Deletions involving RPS17 in DBA probands. (A) Log2 intensity ratio of SNP probes in the deletions adjacent to RPS17 on chromosome 15. The locations of 2 identical copies of RPS17 are indicated by the vertical lines. The identified region of copy loss is adjacent to RPS17; however, the paucity of probes, notably in the HumanOmniExpress chip (20QL and 1314), is apparent. (B) Log2 intensity ratios of CGH probes in the region of RPS17. Arrows at the top of the panel indicate the positions of RPS17. Gray points and connecting line depict a 30-kb median smoothing window. The region displayed is chromosome 15 from 79 450 000-83 800 000.

Figure 3

RPS17 copy number and expression by Q-RT-PCR. (A) Copy number at RPS17 was measured after internal normalization to an intergenic region of the β-hemoglobin locus in 3 normal control individuals, the 1314 and 20QL probands, and their parents. Normal copy number (ie, 4N) was defined as the average of 3 normal control individuals in each experiment. Both DBA probands showed reduced copy number at RPS17. (B) RPS17 expression levels were measured by internal normalization to RPL35A. Both deletion probands manifest haploinsufficiency of RPS17 mRNA, with levels consistent with approximately 50% expression. Graphs depict the average of 3 independent experiments, with each control and reference gene assayed in triplicate at each experiment. Normal expression (1.0) was taken as the average of 3 normal individuals in each experiment. Error bars depict the SEM. *P < .001 and **P < .0001 by unpaired t test compared with averaged normal controls.

Figure 4

Small subunit rRNA processing abnormalities in patients with RPS17 deletions.

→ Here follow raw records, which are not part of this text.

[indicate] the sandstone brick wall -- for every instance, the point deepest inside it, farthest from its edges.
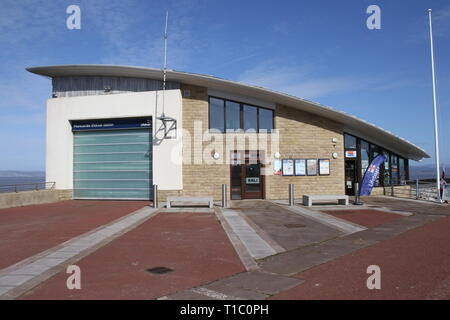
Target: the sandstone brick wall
(304, 135)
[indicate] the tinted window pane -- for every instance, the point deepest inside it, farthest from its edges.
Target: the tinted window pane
(250, 118)
(375, 151)
(387, 174)
(233, 115)
(265, 119)
(216, 114)
(394, 169)
(349, 141)
(364, 156)
(401, 168)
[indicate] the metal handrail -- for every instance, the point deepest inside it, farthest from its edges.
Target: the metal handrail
(35, 184)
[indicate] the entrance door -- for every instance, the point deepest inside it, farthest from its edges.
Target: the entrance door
(246, 179)
(350, 177)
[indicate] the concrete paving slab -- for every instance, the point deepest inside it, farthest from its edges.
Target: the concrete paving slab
(14, 280)
(287, 229)
(39, 270)
(29, 230)
(5, 289)
(193, 245)
(240, 293)
(256, 246)
(331, 221)
(186, 295)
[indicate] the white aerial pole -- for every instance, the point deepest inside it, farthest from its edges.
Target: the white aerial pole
(436, 135)
(165, 61)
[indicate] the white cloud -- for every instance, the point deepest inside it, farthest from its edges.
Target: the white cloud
(307, 81)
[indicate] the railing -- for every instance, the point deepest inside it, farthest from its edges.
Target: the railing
(27, 186)
(413, 189)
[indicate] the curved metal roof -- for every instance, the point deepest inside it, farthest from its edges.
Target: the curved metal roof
(351, 124)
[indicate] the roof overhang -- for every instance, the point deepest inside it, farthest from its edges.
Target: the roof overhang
(351, 124)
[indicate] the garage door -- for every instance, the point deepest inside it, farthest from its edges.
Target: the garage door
(112, 159)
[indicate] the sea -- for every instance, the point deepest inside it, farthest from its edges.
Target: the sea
(6, 182)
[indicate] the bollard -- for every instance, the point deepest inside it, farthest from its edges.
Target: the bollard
(155, 196)
(357, 202)
(291, 195)
(224, 196)
(417, 189)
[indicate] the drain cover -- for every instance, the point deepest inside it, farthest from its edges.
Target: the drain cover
(294, 225)
(159, 270)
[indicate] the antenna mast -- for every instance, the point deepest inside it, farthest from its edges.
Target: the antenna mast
(165, 60)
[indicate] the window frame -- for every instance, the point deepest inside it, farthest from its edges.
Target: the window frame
(241, 116)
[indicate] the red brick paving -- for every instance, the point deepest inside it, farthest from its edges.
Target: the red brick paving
(367, 218)
(414, 265)
(194, 245)
(26, 231)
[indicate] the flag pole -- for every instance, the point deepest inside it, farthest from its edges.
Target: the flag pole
(436, 135)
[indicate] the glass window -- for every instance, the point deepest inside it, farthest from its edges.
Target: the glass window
(265, 119)
(250, 118)
(364, 156)
(387, 172)
(233, 114)
(216, 114)
(394, 170)
(349, 141)
(374, 152)
(402, 171)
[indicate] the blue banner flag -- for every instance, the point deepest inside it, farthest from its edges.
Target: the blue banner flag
(371, 175)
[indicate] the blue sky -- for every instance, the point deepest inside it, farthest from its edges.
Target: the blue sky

Northern blot analysis of rRNA with a hybridization probe to 18SE/ITS1 (probe γ) shows increased steady-state levels of 21S rRNA, indicating a functional ribosomal abnormality in patients with RPS17 deletions.

Figure 5

Variable mosaic copy loss in DBA gene regions. BAF plots of chromosome 3 (A) and 15 (B). The heterozygous region of the BAF is displayed, showing a normal individual with most heterozygous BAFs clustering about 0.5 (top panel). A progressively increasing mosaicism is evident in patient 802 (middle panel) as a splay in the heterozygous BAF region that increases approaching the telomere. Mosaicism is more obvious in 802-2 as a bifurcation of the heterozygous BAF region (bottom panel). (B) BAF plot from a normal individual's chromosome 15q (top panel). Chromosome 15 mosaicism is evident in patient 1786 (bottom panel). The regions displayed include the long arms of the respective chromosomes, corresponding to the boxed region in the chromosome ideogram. Dashed horizontal lines in the BAF plots indicated regions grouped for mosaicism analysis. The fraction of the population with monosomy in each analyzed regions is indicated above the BAF plot in each region analyzed and is outlined in the charts to the right. The illustration on the right depicts variable chromosome 15 mosaic monosomy corresponding to the fractional mosaicism identified for sample 1786.